Broker-dealers engaged in a sponsored-access business now have until Nov. 30 to comply with the section of SEC Rule 15c3-5 that requires them to establish credit thresholds for their customers. All other parts of the rule dealing with the trading of equities, ETFs, options and swaps went into effect on July 14.

On that date, brokers became responsible for policing their customers' activities on an order-by-order basis. Come November, they must be able to set overarching trading limits on a customer-by-customer basis. They must also be able to manage their aggregate customer exposure across the firm.

As of July, brokers have to check each order to make sure it complies with the SEC's rules and those of the self-regulatory organizations.
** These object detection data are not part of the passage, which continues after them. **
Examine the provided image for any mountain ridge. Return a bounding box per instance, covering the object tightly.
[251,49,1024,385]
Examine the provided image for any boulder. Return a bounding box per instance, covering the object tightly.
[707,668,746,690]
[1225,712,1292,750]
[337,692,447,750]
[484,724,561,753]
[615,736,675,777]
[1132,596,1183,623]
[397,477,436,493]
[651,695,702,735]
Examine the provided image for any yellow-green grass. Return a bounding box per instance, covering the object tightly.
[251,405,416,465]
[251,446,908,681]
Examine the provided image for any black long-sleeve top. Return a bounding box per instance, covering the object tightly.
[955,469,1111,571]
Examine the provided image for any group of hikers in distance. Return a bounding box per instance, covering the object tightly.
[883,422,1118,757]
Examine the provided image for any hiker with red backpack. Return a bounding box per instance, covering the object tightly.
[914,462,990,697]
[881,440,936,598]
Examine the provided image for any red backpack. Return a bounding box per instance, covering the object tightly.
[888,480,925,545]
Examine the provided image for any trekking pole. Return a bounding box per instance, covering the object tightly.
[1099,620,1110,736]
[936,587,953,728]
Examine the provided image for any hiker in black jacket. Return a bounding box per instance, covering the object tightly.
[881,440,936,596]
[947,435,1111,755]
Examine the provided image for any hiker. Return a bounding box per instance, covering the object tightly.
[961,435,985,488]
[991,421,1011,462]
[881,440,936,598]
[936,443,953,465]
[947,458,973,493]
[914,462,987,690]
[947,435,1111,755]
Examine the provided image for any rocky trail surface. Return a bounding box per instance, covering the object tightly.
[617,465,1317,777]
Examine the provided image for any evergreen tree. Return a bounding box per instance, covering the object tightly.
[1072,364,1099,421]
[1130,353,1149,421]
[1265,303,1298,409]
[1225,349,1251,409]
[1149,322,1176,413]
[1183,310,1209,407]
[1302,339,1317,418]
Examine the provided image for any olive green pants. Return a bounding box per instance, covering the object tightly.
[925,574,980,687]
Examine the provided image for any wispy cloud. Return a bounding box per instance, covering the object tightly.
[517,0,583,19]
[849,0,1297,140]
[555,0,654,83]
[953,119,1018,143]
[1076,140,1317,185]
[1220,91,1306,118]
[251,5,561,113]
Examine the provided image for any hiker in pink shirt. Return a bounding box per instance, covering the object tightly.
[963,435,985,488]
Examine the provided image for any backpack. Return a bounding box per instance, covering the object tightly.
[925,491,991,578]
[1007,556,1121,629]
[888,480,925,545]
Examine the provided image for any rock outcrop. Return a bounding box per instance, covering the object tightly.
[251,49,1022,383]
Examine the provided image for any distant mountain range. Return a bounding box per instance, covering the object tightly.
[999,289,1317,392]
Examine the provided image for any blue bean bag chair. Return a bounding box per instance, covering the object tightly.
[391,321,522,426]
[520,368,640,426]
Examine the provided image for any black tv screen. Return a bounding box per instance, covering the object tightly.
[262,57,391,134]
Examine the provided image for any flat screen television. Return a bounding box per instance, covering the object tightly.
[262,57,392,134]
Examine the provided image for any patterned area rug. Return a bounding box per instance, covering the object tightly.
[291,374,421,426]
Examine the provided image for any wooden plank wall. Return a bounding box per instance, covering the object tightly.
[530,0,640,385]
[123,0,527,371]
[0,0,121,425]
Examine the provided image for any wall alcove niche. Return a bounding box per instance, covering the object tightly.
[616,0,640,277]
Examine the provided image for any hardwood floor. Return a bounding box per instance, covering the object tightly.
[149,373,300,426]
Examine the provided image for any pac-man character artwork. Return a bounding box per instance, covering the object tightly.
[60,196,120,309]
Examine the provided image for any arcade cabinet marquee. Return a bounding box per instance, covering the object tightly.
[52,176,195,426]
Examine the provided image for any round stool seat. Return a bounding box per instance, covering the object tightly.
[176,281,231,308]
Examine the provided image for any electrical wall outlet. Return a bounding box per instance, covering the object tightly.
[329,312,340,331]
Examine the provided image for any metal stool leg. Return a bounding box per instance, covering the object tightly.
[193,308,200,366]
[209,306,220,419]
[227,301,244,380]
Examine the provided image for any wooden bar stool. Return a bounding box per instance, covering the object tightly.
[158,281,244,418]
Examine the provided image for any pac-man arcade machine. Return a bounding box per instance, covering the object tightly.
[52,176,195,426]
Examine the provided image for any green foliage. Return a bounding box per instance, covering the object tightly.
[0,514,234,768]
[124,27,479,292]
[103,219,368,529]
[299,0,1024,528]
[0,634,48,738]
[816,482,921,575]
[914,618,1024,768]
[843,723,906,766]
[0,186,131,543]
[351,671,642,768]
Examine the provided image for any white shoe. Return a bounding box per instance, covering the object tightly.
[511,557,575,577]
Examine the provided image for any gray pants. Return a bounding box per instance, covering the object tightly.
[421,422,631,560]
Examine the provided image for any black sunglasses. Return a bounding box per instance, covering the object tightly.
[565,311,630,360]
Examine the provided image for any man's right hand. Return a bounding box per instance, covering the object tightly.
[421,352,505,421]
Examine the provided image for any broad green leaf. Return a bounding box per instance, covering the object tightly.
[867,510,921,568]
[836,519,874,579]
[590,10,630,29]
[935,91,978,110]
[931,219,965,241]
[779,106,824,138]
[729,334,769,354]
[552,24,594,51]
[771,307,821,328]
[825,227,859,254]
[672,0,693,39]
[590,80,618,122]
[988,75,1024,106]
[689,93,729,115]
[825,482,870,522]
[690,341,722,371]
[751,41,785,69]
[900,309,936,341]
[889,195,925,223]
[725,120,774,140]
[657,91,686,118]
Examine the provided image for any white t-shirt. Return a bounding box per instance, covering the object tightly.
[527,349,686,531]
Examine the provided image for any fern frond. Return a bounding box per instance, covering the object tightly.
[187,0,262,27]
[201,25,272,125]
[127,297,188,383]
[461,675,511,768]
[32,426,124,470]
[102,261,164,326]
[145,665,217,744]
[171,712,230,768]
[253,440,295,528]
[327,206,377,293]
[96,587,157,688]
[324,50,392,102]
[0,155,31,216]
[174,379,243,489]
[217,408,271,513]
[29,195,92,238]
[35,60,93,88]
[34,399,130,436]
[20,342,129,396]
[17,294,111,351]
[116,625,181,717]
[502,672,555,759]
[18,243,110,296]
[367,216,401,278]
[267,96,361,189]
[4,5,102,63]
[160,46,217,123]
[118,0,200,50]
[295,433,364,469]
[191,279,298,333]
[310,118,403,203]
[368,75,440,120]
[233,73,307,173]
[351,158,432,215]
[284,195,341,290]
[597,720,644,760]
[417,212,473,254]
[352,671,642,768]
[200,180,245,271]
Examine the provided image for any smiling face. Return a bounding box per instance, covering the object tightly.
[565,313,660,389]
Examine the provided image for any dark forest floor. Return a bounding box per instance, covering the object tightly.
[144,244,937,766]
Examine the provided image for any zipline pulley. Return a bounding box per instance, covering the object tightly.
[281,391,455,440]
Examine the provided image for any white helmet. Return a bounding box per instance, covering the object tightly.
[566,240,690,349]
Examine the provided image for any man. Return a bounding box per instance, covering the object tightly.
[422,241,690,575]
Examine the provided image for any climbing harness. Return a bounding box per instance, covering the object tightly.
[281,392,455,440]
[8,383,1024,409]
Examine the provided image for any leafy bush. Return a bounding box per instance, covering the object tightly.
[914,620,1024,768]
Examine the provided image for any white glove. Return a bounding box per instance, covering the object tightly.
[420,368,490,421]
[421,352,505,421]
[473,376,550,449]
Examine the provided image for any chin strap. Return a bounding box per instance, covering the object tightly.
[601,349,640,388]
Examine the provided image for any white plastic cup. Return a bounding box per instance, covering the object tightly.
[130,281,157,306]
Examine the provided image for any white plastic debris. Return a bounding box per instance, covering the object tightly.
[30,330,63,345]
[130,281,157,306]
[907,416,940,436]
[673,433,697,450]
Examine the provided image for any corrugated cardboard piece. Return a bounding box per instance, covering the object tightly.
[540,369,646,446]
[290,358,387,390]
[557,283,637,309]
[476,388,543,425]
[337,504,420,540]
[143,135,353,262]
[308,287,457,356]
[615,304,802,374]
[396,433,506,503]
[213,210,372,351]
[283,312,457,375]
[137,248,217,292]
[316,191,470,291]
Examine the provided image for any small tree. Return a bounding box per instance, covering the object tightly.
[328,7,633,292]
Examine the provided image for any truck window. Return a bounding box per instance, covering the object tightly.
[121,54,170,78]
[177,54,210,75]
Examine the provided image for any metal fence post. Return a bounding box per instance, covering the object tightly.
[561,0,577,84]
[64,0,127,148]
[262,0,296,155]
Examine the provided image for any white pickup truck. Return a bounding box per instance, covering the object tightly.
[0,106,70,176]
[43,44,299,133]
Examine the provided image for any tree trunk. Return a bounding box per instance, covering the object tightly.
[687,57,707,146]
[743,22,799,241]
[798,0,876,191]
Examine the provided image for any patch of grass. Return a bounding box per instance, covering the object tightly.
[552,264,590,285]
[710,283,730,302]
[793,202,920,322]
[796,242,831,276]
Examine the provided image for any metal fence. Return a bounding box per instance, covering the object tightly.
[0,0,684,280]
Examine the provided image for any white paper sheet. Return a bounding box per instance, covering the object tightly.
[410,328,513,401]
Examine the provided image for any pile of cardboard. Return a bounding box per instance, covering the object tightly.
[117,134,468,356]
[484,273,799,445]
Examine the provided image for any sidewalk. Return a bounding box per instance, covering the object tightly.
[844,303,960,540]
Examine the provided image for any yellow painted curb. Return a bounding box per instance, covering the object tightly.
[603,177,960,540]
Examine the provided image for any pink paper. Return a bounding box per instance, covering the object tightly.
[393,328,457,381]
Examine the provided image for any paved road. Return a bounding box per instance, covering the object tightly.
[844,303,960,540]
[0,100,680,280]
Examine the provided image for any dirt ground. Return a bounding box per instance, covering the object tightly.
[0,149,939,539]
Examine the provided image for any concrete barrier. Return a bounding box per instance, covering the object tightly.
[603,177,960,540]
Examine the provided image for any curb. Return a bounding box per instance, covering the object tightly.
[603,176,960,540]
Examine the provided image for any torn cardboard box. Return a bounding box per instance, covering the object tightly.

They also have to make sure the orders are not "erroneous." Those are orders with incorrect quantities or prices or those that are "duplicative," or entered twice.

Checking for duplicative orders has proved challenging, but for the most part brokers have had little trouble instituting risk checks to guard against regulatory breaches or simple erroneous trades. Most have been running these checks for years.

Michael O'Conor

The requirement that sponsoring brokers establish credit, or trading, limits for their customers, on the other hand, has proved taxing for many. Although some have always incorporated trading limits into their electronic platforms, many have not.

Traditionally, brokers have relied on assurances from their customers that they would not exceed certain limits. Plus, industry rules give customers three days to settle their trades. Any problems get dealt with during the settlement process.

"Some firms were able to deal with the issue of trading limits on a customer-by-customer basis," said Michael O'Conor, a consultant with Jordan & Jordan. "Others were only prepared to deal with it on a firmwide basis. "Now everyone must do it on a customer-by-customer basis."

Behind the new rule are SEC concerns over brokers offering "naked," or unfiltered, sponsored access to high-frequency traders. The practice of "renting" a broker's name to an HFT unencumbered by risk checks previously constituted the majority of sponsored access.